Five Ways New Explosion Venting Requirements
For Dust Collectors Affect You (continued)

How NFPA 68 will affect your explosion venting design

When a dust collector is designed with explosion venting, the primary purpose is to save lives, not property. A well-designed explosion vent functions as a weak element in the equipment's pressure envelope, relieving internal combustion pressure (back pressure) to keep the collector from blowing up into pieces. The vent's function is illustrated in Figure 2, a series of photos showing a staged deflagration in a cartridge dust collector equipped with an explosion vent. Typically, the collector is located outside and designed to vent away from buildings and populated locations, as shown in Figure 3.

While explosion venting will usually save the dust collector from being a total loss, the collector can still sustain major internal damage. Nonetheless, if personnel remain safe, the explosion venting equipment has done its job.

NFPA 68 includes several chapters with detailed information on design requirements for explosion venting equipment. In the following subsections, rather than attempt to summarize all of these requirements we'll instead focus on the most important areas that have changed or are of most concern to bulk solids processors.

Figure 2 - Staged deflagration in cartridge dust collector with explosion venting.

Figure 3 - Cartridge dust collector with explosion venting to vent explosion away from building.

Performance-based design option

Chapter 5 in NFPA 68 describes a performance-based design option, which specifies that if another method for protecting your dust collector from explosions is acceptable to the AHJ, you can use that method instead of one specified in NFPA 68. You must document and maintain this optional design method and its data sources over the collector's service life.

An example of a performance-based design option is conducting actual explosion tests of your dust collector to show that it will stand up to certain pressure conditions, instead of using the back-pressure calculations for collectors in NFPA 68. Some dust collector suppliers can provide this testing using a combination of field tests and full-scale dust collector laboratory tests. This approach can sometimes yield more accurate real-world performance data than the calculations provided in NFPA 68.

Sizing vents and vent discharge ducts.

For many years, explosion vents were sized using simple ratios - that is, for a given dust collector volume, 1 square foot of explosion vent area was needed. The agricultural and wood products industries were among those that commonly used these ratios. However, these old formulas no longer apply; instead, you must use the new design criteria in NFPA 68.

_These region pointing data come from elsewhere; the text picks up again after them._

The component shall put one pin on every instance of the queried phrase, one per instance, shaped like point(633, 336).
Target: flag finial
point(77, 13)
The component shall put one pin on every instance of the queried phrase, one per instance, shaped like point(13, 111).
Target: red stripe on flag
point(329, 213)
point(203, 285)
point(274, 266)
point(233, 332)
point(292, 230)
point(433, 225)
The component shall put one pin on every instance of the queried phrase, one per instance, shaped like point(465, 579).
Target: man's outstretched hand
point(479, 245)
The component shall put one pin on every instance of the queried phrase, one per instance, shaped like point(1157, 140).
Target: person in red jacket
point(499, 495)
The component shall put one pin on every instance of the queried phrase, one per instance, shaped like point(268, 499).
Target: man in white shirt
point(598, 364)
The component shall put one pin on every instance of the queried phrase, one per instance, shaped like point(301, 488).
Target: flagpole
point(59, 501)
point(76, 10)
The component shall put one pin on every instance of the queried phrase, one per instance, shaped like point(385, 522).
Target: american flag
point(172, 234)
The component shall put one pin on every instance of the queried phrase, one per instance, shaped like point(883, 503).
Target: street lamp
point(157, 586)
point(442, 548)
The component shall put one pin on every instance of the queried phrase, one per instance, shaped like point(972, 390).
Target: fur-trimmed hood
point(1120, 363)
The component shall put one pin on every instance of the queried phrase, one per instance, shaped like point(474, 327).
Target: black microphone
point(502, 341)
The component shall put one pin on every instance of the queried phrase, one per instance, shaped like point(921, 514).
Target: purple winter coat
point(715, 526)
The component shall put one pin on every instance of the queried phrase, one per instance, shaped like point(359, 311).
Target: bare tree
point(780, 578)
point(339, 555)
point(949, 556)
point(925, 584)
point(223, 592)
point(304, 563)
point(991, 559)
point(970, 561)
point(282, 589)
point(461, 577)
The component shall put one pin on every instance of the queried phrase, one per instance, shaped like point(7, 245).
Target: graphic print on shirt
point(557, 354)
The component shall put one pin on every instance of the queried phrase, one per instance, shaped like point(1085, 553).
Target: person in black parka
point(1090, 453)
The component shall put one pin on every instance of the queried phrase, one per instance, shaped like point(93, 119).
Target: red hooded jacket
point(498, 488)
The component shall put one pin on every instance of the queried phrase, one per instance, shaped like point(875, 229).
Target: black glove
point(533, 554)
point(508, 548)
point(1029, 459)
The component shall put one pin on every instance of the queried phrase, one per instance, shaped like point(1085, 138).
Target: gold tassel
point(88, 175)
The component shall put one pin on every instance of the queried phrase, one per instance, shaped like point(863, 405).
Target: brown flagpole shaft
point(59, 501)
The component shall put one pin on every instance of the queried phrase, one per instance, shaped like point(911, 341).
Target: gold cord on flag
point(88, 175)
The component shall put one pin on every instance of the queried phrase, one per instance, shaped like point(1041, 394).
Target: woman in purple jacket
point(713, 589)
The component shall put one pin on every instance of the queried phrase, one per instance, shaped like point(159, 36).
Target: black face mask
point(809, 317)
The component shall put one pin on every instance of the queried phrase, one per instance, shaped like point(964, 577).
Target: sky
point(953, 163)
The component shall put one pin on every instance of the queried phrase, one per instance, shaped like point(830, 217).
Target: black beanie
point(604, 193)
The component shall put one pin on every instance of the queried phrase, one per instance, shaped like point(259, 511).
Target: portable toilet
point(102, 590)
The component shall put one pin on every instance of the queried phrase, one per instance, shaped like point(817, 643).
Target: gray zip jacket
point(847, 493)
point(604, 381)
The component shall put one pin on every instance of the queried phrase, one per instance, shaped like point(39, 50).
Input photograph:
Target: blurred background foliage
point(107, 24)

Chapters 7 through 9 provide the calculations you now must use for properly sizing explosion vents, vent discharge ducts (also called vent ducts), and other components. A reputable dust collector supplier will follow the vent sizing equations in Chapter 8 and be able to supply a calculations sheet that becomes part of the documentation you keep on file to prove your plant's compliance.

Regarding vent discharge ducts, Chapter 6 stipulates that "vent ducts and nozzles with total lengths of less than one hydraulic diameter shall not require a correction to increase the vent area" (6.8.4). (Hydraulic diameter expresses a noncircular opening's area.) This means, for example, that if you have an explosion vent with a hydraulic diameter of 40 inches, you can use a 40-inch-long vent discharge duct without risking damage to the collector from increased back pressure. However, for a duct more than 40 inches long (or whatever length is equivalent to the vent's hydraulic diameter), you must follow much more stringent calculations for vent size to compensate for the estimated increase in back pressure to the collector.

Therefore, when you require longer vent discharge ducts -- such as when the collector will be located inside -- and the standard calculations no longer apply, you'll have to work with your supplier to verify your dust's KSt value, vent discharge duct length, and strengthening requirements. When designing a collector for such an application, the performance-based design option may come into play.

Chapter 6 also notes that "to prevent snow and ice accumulation, where the potential exists, and to prevent entry of rainwater and debris, the vent or vent duct shall not be installed in the horizontal position, unless any of the alternative methods in 6.5.2.3.1 are followed" (6.5.2.3). This means that if your dust collector has horizontally mounted filter cartridges and horizontally mounted explosion vents, you may need to take extra steps to achieve compliance.

The accepted "alternative methods" for protecting horizontal vents are fixed rain hats, weather covers mounted at an angle to shed snow, and deicing devices such as heated vent closures (pressure-relieving covers). If you use one of these methods, your vent may require additional safety components and testing. For example, if you use a weather cover, the standard says that you must use restraints and design and test the cover to prevent it from becoming a free projectile in an explosion. The other option is to eliminate horizontal explosion vents altogether by using a dust collector with vertically installed cartridge filters and vertically mounted explosion vents.

Figure 4 - Flame-quenching device

Also new in NFPA 68 are sections allowing flameless venting inside buildings (6.9, 10.6). Flameless venting devices allow you to vent an explosion safely indoors without allowing any flame (or pressure front) to escape from the collector. Devices that meet this standard are commercially available in various configurations. A flameless device for quenching explosions, as shown in Figure 4, is a viable option to ducted explosion vents, but it's not recommended for toxic applications such as potent pharmaceutical dusts because of the risk that dust can be released into the room where venting occurs.